Something is rotten in the state of the NutriStart Skills Academy
With the discovery of a human skull on the playing fields, children displaying symptoms of an unfamiliar, grisly virus and a catastrophic malfunction in the site’s security system, the NSA is about to experience a week that no amount of rebranding can conceal. As the school descends into chaos, teacher Tom Rosen goes looking for answers – but when the real, the unreal and the surreal are indistinguishable, the truth can be difficult to recognise.
One pupil, Gabriel Backer, may hold the key to saving the school from destroying itself and its students, except he has already been expelled. Not only that – he has disappeared down the rabbit-hole of “Alpha Omega” – the world’s largest VR role-playing game, filled with violent delights and unbridled debauchery. But the game quickly sours. Gabriel will need to confront the real world he’s been so desperate to escape if he ever wants to leave…
Title: Alpha Omega | Author: Nicholas Bowling | Publisher: Titan Books | Pub. Date: 21st July 2020 | Pages: 416 | ISBN: 9781789093810 | Genre: Science Fiction | Language: English | Starred Review: Yes | Source: Publisher
Alpha Omega Review
This is one of those books I kept going back on forth on. Even as I start writing this review I can’t decide if it’s a “potentially good book spoiled by….”-style review or a “so good you can forgive…” one. ‘Alpha Omega’ does lots of things really well. It has likeable characters, is very funny at times, and mixes convincing near future science fiction with absolutely biting satire on the direction modern Britain is heading in. What it doesn’t do so well is tell a story.
The books centres on a school, the NutriStart Skills Academy, a secondary school in an England that feels only a few years away. It’s a world where everything is privatised and run by rival corporations and where most of the population is addicted to Alpha Omega, an online virtual world that mixes video gaming and social media. It’s today on steroids and that mix of Britishness, satire and sci fi makes comparisons with ‘Black Mirror’ both obvious and valid. It also reminded me a lot of the original ‘Max Headroom’ TV play from 1985.
The story follows some of the pupils and teachers at the school, the kicking off point being the discovery of ancient bones in the school grounds during the installation of a new security system. Nicholas Bowling uses this set up to cast his eye on a broad and diverse range of topical concerns. The book considers the role of Huawei in the 5G network, the dismantling of the NHS, the challenges to education posed by the academy system, the rise of amateur content creators (and pornographers) and the increasingly central role of new forms of media in our daily lives.
The satire element of the book is quite brilliantly handled. It’s funny and engaging and made me reflect on things without ever feeling heavy handed. The characters are also very well done. Bowling is a teacher by trade and his depiction of both students and educators is convincing. There isn’t a central protagonist, but rather an ensemble cast who work together to try and survive the increasingly bizarre events unfolding around them. Despite that weirdness the people all felt real and that makes the book all the more effective.

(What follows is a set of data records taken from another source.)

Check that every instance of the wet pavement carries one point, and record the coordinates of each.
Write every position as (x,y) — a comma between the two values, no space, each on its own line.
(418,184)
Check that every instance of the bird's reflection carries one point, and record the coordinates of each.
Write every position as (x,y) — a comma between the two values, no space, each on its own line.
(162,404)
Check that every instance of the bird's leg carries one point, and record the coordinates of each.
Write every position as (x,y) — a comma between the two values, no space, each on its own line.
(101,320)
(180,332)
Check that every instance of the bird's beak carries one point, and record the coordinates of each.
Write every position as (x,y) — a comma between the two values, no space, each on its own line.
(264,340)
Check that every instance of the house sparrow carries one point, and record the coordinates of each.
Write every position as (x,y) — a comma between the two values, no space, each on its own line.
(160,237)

As I noted at the start it’s not all good though. I found the story gripping at first, but as time went on (and particularly in the final third) there was so much going on I got a bit lost. The ending also fell a bit flat for me and I finished the book thinking that one more rewrite might have been in order.
Review written, I think I’ve landed on “so good you can forgive…” The book does a lot very, very well, and that’s enough to overcome its problems, significant as they are.